1. In Stetten i.R. gab es eine Hitler- u. eine Hindenburgstrasse. An der Glockenkelter, dem früheren Hitlerjugend- u. Partei-Heim hatte der Ortsgruppenleiter eine Gedenktafel anbringen lassen, die seine Verdienste verewigen sollte.
2. Die Hitlerstrasse heisst heute wieder wie früher „Lange Gasse“, die Hindenburgstrasse ebenso wie früher „Obere Gasse“.
3. Die Gedenktafel an der Glockenkelter hat der Ortsgruppenleiter eigenhändig entfernt.
4. F e h l a n z e i g e
Schreiben der Gemeinde an das Finanzamt vom 24.8.1945
24.8.1945
An das
Finanzamt
Waiblingen
Ich bitte auf allen Anschriften statt Adolf-Hitlerstrasse wie früher Langegasse und statt Hindenburgstrasse wie früher Oberegasse zu setzen. Die Gebäudenummern sind dieselben geblieben.

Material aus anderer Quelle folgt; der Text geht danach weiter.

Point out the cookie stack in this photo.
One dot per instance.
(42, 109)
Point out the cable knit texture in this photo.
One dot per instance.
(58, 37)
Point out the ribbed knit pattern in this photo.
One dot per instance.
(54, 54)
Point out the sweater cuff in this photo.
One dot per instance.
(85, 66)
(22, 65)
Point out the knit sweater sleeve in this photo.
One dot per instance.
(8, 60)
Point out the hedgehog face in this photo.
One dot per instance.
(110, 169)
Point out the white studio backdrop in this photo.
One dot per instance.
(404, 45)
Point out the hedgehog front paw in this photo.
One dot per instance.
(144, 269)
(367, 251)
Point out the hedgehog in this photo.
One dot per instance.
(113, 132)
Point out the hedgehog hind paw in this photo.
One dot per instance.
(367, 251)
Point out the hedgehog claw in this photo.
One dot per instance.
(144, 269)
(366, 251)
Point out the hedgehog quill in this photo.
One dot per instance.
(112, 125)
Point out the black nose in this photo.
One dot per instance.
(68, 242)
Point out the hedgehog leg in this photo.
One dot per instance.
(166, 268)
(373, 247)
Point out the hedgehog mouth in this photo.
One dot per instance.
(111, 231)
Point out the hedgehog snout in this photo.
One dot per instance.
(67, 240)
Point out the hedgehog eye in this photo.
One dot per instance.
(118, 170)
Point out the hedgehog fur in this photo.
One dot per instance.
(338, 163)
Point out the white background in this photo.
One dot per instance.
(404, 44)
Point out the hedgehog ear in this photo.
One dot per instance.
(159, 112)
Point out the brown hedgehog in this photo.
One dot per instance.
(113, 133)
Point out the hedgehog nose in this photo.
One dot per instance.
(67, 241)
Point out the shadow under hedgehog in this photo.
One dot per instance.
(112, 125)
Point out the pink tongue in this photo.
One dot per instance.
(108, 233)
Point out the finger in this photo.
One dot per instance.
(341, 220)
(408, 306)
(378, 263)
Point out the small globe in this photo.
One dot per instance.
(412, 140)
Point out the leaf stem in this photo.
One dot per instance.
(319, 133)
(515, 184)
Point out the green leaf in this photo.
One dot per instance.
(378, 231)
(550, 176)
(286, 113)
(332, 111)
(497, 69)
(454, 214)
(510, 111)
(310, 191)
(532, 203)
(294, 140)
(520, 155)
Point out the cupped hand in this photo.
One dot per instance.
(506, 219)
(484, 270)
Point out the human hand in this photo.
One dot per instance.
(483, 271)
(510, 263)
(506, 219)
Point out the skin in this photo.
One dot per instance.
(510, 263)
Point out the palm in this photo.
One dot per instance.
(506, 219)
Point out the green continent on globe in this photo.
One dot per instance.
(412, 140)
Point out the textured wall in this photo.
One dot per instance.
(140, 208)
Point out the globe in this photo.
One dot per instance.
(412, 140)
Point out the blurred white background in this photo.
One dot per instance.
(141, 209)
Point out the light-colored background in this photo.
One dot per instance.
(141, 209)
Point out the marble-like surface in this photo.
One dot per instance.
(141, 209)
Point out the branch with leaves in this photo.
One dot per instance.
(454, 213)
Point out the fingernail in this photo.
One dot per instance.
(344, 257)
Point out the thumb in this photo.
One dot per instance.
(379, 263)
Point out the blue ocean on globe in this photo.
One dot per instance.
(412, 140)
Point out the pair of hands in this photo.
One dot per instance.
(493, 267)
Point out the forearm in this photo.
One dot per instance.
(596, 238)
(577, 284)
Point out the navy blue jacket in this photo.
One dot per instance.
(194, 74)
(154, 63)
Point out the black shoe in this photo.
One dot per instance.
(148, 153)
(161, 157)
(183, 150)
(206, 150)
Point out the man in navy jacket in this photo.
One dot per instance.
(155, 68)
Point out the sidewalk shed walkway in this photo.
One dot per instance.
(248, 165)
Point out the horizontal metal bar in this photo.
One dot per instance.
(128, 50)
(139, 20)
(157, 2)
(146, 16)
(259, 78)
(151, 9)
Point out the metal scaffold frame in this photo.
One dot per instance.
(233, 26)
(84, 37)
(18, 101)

Verfügung des Landratsamtes Waiblingen vom 4.12.1946
Waiblingen, den 4.12.1946
Landratsamt Waiblingen
Nr. 3080
An die Bürgermeisterämter
des Kreises Waiblingen
Betreff: Beseitigung von nazistischen oder militaristischen Strassennamen
Beilagen: o.
Nach Anordnung der Militärregierung müssen bis 1. Januar 1947 sämtliche Schilder oben genannter Art beseitigt sein, ohne Rücksicht darauf, ob die Ersatz-Schilder mit den neuen Strassen-Namen bereits fertig gestellt sind.
Ich ersuche, hiernach das Weitere zu veranlassen.
Aus dem Protokoll der Gemeinderatssitzung vom 28. März 1947
Gemeinderat … stellt den Antrag, die Hindenburgstrasse wieder in ihre frühere Bezeichnung „Obere Strasse“ zurückzuändern.
Der Bürgermeister gibt hierzu die Ansicht der Militärregierung bekannt.
Gemeinderat … wünscht Beibehaltung der seitherigen Bezeichnung.
Der Antrag wird anschliesslich in geheimer Abstimmung mit 6 zu 6 Stimmen abgelehnt.